“Complain all you want Dawn,” Buffy said firmly. “Uncle Charlie said that Bella is having boyfriend issues and she needs a place to crash. Family is family, after all.”
“But it’s not fair. Why is this always happening to me? This makes me so upset that I may have to play with my secret stash of stolen jewelry!” Dawn’s voice was a high-pitched mosquito-whine of concentrated teen angst.
As the door slammed in Buffy’s face, she knew it was going to be a very long summer.
When Buffy got to the airport, she wasn’t surprised to discover that Bella was not waiting for her at their pre-arranged meeting spot. Instead, she was sitting near the small first aid station near baggage claim, her head swaddled in white bandages.
Cousin Bella was afflicted with an almost paralyzing clumsiness. Merely walking across the room was a minefield of potential disasters. This time she’d managed to trip on the in-flight beverage cart, severely scalding half a dozen passengers and acquiring a very nasty bump on her head.
“Mrgh, hggn,” Bella sighed, while biting her lower lip.
“Can’t understand you. Could you pull your lip out of your mouth and give it another shot?” Buffy asked.
“Oh, hi cuz,” Bella sighed, morosely from behind the curtain of hair which totally obscured her face.
“Yeah, so, where’s your luggage?” Buffy asked.
Bella sighed, yet again, as she gestured towards the small tower of baggage which was stacked nearby.
Buffy gathered her cousin's assorted trunks, suitcases and three carry-ons, then led the way to the parking garage.
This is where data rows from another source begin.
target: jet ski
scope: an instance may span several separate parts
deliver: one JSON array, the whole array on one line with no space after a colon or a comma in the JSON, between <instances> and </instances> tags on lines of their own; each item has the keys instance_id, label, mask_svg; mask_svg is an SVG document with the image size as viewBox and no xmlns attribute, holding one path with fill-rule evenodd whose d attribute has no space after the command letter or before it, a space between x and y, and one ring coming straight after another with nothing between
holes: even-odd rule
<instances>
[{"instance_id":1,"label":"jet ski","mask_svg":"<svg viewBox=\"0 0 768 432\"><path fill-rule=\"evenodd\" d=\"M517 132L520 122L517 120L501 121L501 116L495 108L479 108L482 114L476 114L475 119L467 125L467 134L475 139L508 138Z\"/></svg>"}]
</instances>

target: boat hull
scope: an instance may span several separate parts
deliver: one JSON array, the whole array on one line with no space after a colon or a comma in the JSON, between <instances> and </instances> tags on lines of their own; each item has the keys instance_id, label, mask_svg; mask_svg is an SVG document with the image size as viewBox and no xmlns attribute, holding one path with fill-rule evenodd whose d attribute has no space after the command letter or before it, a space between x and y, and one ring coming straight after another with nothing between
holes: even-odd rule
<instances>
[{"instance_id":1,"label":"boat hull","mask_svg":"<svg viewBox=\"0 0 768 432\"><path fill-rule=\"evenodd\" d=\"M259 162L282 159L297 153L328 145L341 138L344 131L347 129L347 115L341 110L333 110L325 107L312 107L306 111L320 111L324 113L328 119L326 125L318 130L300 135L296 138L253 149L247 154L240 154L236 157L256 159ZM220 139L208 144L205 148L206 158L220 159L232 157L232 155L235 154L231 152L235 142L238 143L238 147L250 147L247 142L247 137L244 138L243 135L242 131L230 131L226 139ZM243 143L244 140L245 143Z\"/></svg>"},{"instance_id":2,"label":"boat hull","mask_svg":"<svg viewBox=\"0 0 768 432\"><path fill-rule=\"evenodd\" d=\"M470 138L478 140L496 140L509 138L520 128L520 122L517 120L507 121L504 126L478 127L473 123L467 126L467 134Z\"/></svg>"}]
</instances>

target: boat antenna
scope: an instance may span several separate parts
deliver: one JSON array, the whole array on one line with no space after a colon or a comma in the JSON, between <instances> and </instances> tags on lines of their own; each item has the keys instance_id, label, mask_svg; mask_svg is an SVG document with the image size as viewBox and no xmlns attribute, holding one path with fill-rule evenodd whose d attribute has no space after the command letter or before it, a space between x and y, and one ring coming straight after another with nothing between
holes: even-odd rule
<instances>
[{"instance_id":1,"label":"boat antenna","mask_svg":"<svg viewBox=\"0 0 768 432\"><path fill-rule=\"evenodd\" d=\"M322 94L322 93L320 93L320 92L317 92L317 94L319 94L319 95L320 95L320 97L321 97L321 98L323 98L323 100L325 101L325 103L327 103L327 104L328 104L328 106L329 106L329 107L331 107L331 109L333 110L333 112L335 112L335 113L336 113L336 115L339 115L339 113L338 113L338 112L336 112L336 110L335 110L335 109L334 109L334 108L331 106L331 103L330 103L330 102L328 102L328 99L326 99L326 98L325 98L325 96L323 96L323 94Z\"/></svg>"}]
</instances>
Bella followed behind, careening off passengers and walls like a kind of human pinball machine.
When they arrived at the car, Buffy crammed the trunk and back seat with her cousin’s impressive baggage collection while Bella sat awkwardly in the passengers seat, sighing and wheezing loudly.
Climbing in behind the wheel, Buffy had to ask, “What’s with all the sighing?”
“I don’t understand what you mean,” Bella sighed.
“There! You did it again!”
“Did what again?” Bella gasped.
“All the sighing and the wheezing whenever you speak. What’s up with that? Why don’t you just say things?”
“I’m afflicted with Meyers Syndrome. Sufferers end our sentences with sighs much of the time. Occasionally, I even croak,” Bella whimpered.
“Sound tragic,” Buffy said.
“That’s only the beginning of it. You should hear about my boyfriend problems,” Bella breathed, noisily, and then burst into song.
“I Have Huge Emotions” (Sung to the tune of “Going Through the Motions:”)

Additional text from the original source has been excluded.